Nikki Haley finally gets her solo showdown with Donald Trump in New Hampshire

Nikki Haley makes a campaign stop at Keene Country Club on Saturday 20 January 2024 in Keene, NH, USA

By Anthony Zurcher

North America correspondent in New Hampshire

With Ron DeSantis suspending his presidential campaign on Sunday, Nikki Haley gets the one-on-one match-up with Donald Trump for which she’s been longing.

“At one point in this campaign, there were 14 of us running,” she says in an email fundraising pitch, sent out shortly after the DeSantis news broke.

“But today, it’s officially a two-person race between me and Donald Trump!”

Ms Haley’s showdown with Mr Trump in the state-by-state contest to choose a Republican presidential candidate may not turn out exactly as she hoped, however. The way the 14-person field has thinned of late has played out mostly to the former president’s advantage.

First, Mr DeSantis edged ahead of Ms Haley for second place in Iowa’s caucuses, denying her any substantial momentum boost heading into New Hampshire, which votes on Tuesday.

  • Where did it all go wrong for Ron DeSantis?
  • What to watch for in the New Hampshire primary

The day after Mr Trump’s huge win in Iowa, another presidential rival, Vivek Ramaswamy, withdrew from the race and endorsed Mr Trump, giving him an extra round of headlines.

Now Mr DeSantis is out of the picture, as well. Like Mr Ramaswamy, he has endorsed Mr Trump, although with a bit less fervour. The Florida governor reserved most of his passion for Ms Haley – and not in a good way.

He called the former US ambassador to the UN part of “the old Republican guard of yesteryear – a repackaged form of warmed-over corporatism”. It was a line of attack – Haley the elite-loving globalist – that has been the centrepiece of Mr Trump’s attack on his former Cabinet member over the past few days.

It took six days for the DeSantis campaign to churn through the stages of political grief and arrive at acceptance. But his decision to back out when he did, and the way he did, might have helped sealed Mr Trump’s victory.

Most public-opinion surveys indicate that a clear majority of voters who support Mr DeSantis view Mr Trump as the next best option, suggesting that his withdrawal will end up being a boon to the former president.

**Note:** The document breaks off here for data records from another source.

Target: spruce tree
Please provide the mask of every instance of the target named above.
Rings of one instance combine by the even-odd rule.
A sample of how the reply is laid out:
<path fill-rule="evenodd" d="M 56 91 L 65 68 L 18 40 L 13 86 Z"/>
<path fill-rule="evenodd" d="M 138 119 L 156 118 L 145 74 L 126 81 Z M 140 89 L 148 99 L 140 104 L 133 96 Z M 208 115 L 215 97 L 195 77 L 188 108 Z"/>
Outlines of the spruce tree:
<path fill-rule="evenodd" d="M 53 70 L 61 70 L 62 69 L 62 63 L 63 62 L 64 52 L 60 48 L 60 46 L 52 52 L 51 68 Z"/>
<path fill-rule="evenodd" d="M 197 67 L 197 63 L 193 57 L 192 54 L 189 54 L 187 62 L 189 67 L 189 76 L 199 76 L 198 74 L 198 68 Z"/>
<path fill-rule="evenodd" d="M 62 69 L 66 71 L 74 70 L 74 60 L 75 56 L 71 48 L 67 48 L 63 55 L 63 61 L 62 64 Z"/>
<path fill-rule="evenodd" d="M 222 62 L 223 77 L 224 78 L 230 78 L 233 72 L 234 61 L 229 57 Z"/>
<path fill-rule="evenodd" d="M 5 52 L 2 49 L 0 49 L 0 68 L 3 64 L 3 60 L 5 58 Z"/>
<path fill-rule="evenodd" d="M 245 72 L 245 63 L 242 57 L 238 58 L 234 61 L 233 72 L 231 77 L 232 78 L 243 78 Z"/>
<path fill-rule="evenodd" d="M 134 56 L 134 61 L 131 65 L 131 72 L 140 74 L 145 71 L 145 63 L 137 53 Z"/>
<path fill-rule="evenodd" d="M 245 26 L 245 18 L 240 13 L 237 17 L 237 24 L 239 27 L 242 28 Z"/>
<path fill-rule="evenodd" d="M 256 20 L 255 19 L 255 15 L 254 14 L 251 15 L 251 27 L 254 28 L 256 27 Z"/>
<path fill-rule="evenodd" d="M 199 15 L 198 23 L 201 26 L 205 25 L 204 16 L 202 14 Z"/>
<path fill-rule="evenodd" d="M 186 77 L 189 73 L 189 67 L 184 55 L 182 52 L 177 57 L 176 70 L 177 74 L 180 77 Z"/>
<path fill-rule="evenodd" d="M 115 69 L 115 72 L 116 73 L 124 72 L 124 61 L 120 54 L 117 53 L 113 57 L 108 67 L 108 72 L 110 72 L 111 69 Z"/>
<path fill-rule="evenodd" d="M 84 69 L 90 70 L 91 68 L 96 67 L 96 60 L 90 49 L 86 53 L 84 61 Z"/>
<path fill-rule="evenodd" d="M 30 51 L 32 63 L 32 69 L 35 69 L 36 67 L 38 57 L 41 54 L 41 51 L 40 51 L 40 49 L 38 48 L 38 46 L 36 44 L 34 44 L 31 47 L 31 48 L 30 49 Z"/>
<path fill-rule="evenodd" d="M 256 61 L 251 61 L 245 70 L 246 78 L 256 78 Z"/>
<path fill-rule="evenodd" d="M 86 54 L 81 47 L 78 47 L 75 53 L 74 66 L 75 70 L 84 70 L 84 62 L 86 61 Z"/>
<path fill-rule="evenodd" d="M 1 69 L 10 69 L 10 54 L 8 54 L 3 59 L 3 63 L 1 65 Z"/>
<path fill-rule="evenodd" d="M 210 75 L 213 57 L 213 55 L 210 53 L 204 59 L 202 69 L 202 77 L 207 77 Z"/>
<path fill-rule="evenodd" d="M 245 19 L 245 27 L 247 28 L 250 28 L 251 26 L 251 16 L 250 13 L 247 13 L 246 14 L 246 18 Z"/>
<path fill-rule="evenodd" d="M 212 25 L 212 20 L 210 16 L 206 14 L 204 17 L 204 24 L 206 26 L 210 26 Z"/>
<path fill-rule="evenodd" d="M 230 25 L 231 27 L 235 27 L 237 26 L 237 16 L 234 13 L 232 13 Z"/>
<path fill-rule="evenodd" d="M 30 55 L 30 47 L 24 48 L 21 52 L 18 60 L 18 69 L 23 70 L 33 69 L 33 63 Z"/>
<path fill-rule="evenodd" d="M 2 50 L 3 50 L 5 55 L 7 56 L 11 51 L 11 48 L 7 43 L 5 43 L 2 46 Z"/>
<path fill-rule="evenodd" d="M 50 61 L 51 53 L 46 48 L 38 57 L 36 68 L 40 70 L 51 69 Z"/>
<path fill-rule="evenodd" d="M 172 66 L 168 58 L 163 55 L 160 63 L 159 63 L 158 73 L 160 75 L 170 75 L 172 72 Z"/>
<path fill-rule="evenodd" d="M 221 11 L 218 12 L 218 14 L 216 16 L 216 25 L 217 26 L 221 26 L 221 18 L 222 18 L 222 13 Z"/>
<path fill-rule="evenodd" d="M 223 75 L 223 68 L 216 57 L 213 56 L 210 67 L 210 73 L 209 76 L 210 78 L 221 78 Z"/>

A CNN/University of New Hampshire poll released earlier on Sunday, for instance, found 62% of those in the state who backed Mr DeSantis named Mr Trump as their second choice, while only 30% named Ms Haley.

Those aren’t great numbers for the former South Carolina governor who has been focusing on New Hampshire for months as the place she believes will give her campaign the boost necessary to seriously challenge Mr Trump.